#  👀 Layers overview

In [1]:
!pip install git+https://github.com/ASEM000/serket --quiet

## `serket` general design features

### Handling weight initalization



Layers that contain `weight_init` or `bias_init` can accept:

- A string: 
    - `he_normal`
    - `he_uniform`
    - `glorot_normal`
    - `glorot_uniform`
    - `lecun_normal`
    - `lecun_uniform`
    - `normal`
    - `uniform`
    - `ones`
    - `zeros`
    - `xavier_normal`
    - `xavier_uniform`
    - `orthogonal`
- A function with the following signature `key:jax.Array, shape:tuple[int,...], dtype`.
- `None` to indicate no initialization (e.g no bias for layers that have `bias_init` argument).
- A registered string by `sk.def_init_entry("my_init", ....)` to map to custom init function.

In [2]:
import serket as sk
import jax
import math
import jax.random as jr

# 1) linear layer with no bias
linear = sk.nn.Linear(1, 10, weight_init="he_normal", bias_init=None, key=jr.PRNGKey(0))

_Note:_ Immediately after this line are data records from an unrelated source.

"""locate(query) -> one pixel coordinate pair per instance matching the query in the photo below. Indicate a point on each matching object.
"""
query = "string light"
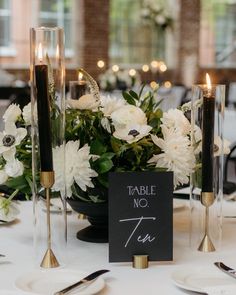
(155, 64)
(115, 68)
(101, 64)
(154, 85)
(167, 84)
(145, 68)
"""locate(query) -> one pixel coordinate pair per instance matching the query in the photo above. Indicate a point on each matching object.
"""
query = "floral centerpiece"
(129, 134)
(103, 134)
(155, 12)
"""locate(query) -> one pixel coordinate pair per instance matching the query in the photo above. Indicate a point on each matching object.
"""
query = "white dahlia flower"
(132, 133)
(177, 155)
(77, 167)
(127, 115)
(109, 104)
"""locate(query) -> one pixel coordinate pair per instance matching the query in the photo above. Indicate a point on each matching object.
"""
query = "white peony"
(11, 137)
(128, 115)
(106, 124)
(77, 167)
(3, 176)
(132, 133)
(85, 102)
(14, 168)
(110, 104)
(177, 155)
(175, 118)
(12, 113)
(27, 114)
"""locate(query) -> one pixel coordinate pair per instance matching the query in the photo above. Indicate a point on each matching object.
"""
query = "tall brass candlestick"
(207, 195)
(45, 146)
(47, 181)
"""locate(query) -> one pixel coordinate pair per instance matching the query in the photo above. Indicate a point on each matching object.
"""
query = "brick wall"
(94, 43)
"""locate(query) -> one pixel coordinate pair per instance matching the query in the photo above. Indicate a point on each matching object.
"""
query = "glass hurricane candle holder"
(48, 127)
(206, 183)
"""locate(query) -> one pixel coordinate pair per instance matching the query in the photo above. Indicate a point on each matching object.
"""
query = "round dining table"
(16, 243)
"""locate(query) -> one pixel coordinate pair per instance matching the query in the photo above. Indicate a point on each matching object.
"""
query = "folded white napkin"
(221, 290)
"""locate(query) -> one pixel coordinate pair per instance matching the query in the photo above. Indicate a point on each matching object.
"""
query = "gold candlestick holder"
(206, 245)
(47, 181)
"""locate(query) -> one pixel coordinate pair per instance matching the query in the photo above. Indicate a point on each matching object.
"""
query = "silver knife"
(230, 271)
(89, 279)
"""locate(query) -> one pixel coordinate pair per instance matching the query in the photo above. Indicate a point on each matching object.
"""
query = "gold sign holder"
(140, 261)
(207, 199)
(47, 181)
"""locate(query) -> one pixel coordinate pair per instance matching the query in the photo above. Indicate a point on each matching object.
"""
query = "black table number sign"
(140, 215)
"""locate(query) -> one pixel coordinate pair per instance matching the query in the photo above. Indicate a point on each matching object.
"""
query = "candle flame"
(208, 80)
(80, 76)
(40, 52)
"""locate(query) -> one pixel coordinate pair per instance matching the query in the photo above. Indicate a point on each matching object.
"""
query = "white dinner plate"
(178, 204)
(197, 279)
(47, 282)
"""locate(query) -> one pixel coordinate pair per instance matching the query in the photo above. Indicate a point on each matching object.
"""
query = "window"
(5, 23)
(131, 40)
(57, 13)
(218, 33)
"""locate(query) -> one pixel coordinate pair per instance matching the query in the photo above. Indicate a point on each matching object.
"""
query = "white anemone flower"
(11, 137)
(12, 113)
(175, 118)
(132, 133)
(177, 155)
(85, 102)
(3, 176)
(109, 104)
(77, 168)
(128, 115)
(106, 124)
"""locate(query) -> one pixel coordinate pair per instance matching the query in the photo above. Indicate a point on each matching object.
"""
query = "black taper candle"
(44, 126)
(208, 142)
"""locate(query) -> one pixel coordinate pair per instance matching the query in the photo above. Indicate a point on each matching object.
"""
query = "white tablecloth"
(16, 243)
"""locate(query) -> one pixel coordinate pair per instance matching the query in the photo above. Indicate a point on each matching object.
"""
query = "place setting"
(117, 147)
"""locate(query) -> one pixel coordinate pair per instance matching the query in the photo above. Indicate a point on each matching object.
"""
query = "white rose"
(3, 177)
(128, 115)
(106, 124)
(27, 114)
(85, 102)
(12, 113)
(14, 168)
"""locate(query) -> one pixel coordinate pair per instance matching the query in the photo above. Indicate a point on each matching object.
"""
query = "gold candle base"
(206, 245)
(47, 181)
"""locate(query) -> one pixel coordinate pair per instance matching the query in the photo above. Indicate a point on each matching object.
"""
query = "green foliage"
(113, 154)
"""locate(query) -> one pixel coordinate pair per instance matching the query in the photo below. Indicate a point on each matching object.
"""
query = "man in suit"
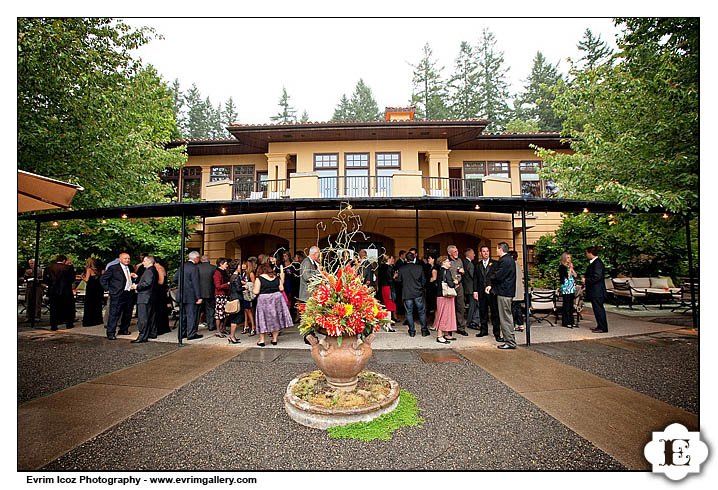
(412, 279)
(467, 283)
(117, 279)
(503, 285)
(366, 270)
(457, 270)
(147, 282)
(59, 278)
(596, 289)
(206, 288)
(191, 296)
(487, 302)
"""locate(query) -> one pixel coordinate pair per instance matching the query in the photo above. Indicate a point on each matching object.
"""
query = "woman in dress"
(445, 319)
(272, 311)
(159, 298)
(247, 279)
(567, 277)
(94, 294)
(235, 292)
(221, 295)
(385, 279)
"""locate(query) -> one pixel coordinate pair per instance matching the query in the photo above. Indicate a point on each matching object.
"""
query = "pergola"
(206, 209)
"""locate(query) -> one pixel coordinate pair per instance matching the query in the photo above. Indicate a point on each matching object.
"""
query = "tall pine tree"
(429, 93)
(492, 86)
(463, 97)
(535, 102)
(287, 113)
(595, 50)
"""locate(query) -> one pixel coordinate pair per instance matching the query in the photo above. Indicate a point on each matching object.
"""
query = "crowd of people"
(259, 295)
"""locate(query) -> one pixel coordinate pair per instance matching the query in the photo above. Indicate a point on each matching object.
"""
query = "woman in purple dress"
(272, 313)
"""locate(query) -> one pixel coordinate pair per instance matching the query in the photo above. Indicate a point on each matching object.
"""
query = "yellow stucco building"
(397, 157)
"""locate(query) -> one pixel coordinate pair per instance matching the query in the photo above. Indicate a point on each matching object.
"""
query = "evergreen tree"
(363, 106)
(596, 50)
(492, 87)
(463, 97)
(535, 103)
(287, 113)
(343, 110)
(428, 93)
(230, 114)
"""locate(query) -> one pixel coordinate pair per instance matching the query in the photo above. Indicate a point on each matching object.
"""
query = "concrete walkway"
(50, 426)
(617, 420)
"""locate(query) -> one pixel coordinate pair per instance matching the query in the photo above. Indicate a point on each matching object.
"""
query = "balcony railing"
(260, 189)
(355, 186)
(451, 187)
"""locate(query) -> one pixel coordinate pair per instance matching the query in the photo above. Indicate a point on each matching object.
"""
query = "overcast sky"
(318, 60)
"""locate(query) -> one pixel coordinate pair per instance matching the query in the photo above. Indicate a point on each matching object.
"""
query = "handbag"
(232, 306)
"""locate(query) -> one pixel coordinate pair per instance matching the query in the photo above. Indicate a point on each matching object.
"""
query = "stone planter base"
(323, 417)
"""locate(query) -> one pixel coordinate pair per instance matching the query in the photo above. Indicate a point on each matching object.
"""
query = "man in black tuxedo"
(487, 301)
(117, 279)
(191, 296)
(467, 283)
(59, 278)
(147, 282)
(596, 289)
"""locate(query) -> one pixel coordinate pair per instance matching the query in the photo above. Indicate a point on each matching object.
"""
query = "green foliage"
(520, 126)
(429, 92)
(636, 245)
(406, 414)
(535, 102)
(287, 114)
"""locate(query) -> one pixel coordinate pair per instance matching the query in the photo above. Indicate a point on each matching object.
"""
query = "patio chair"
(624, 291)
(543, 302)
(685, 296)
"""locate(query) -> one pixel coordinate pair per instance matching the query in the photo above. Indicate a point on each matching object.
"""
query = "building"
(400, 157)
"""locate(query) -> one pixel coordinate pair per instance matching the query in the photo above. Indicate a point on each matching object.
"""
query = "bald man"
(117, 279)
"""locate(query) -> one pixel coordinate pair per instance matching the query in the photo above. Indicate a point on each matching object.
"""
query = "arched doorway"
(437, 244)
(253, 245)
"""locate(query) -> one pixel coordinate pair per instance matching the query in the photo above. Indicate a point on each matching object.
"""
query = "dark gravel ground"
(50, 362)
(666, 366)
(232, 418)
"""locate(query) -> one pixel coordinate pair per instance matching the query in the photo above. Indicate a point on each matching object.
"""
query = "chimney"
(399, 113)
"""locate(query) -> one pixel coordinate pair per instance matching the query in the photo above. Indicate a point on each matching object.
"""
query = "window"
(191, 181)
(531, 184)
(217, 174)
(356, 168)
(326, 165)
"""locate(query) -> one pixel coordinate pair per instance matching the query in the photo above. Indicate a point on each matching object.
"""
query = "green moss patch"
(406, 414)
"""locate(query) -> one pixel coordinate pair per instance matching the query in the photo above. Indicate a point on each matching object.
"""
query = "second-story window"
(217, 174)
(326, 165)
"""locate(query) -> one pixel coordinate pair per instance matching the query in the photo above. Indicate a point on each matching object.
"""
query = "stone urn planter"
(341, 364)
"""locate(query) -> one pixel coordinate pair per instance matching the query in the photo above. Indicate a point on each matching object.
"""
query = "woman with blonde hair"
(567, 277)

# linear layer with custom initialization function
def init_func(key, shape, dtype=jax.numpy.float32):
    return jax.numpy.arange(math.prod(shape), dtype=dtype).reshape(shape)


linear = sk.nn.Linear(1, 10, weight_init=init_func, bias_init=None, key=jr.PRNGKey(0))
print(linear.weight)
# [[0. 1. 2. 3. 4. 5. 6. 7. 8. 9.]]

# linear layer with custom initialization function registered under a key
sk.def_init_entry("my_init", init_func)
linear = sk.nn.Linear(1, 10, weight_init="my_init", bias_init=None, key=jr.PRNGKey(0))
print(linear.weight)

[[0. 1. 2. 3. 4. 5. 6. 7. 8. 9.]]
[[0. 1. 2. 3. 4. 5. 6. 7. 8. 9.]]


### Handling activation functions

Layers that contain `act_func` accepts:

- A string: 
    - `adaptive_leaky_relu`
    - `adaptive_relu`
    - `adaptive_sigmoid`
    - `adaptive_tanh`
    - `celu`
    - `elu`
    - `gelu`
    - `glu`
    - `hard_shrink`
    - `hard_sigmoid`
    - `hard_swish`
    - `hard_tanh`
    - `leaky_relu`
    - `log_sigmoid`
    - `log_softmax`
    - `mish`
    - `prelu`
    - `relu`
    - `relu6`
    - `selu`
    - `sigmoid`
    - `snake`
    - `softplus`
    - `softshrink`
    - `softsign`
    - `squareplus`
    - `swish`
    - `tanh`
    - `tanh_shrink`
    - `thresholded_relu`
- A function of single input and output of `jax.Array`.
- A registered string by `sk.def_act_entry("my_act", ....)` to map to custom activation class with a `__call__` method.

In [3]:
import serket as sk
import jax
import jax.random as jr

# 1) activation function with a string
linear = sk.nn.FNN([1, 1], act="relu", key=jr.PRNGKey(0))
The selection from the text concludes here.